Certificate Renewal
During cluster creation, Kubernetes establishes a Public Key Infrastructure (PKI) for generating the TLS certificates needed for securing cluster communication for various components such as etcd
, kubernetes-apiserver
and front-proxy
. The certificates created by these components have a default expiration of one year and are renewed when an administrator updates the cluster.
Kubernetes provides a facility to renew all certificates automatically during control plane updates. For administrators who need long-running clusters or clusters that are not upgraded often, dkp
provides automated certificate renewal, without a cluster upgrade.
Requirements
This feature requires Python 3.5 or greater to be installed on all control plane hosts.
Prerequisites
Prerequisite:
- Complete the bootstrap Cluster Lifecycle topic.

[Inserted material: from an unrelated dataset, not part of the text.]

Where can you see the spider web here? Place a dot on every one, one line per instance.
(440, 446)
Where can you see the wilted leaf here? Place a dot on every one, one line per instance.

Create a cluster with automated certificate renewal
To enable the automated certificate renewal, create a Konvoy cluster using the certificate-renew-interval
flag:
dkp create cluster aws --certificate-renew-interval=60 --cluster-name=long-running
The certificate-renew-interval
is the number of days after which Kubernetes-managed PKI certificates will be renewed. For example, an certificate-renew-interval
value of 30 means the certificates will be renewed every 30 days.
Technical details
The following manifests are modified on the control plane hosts, and are located at /etc/kubernetes/manifests
. Modifications to these files requires SUDO access.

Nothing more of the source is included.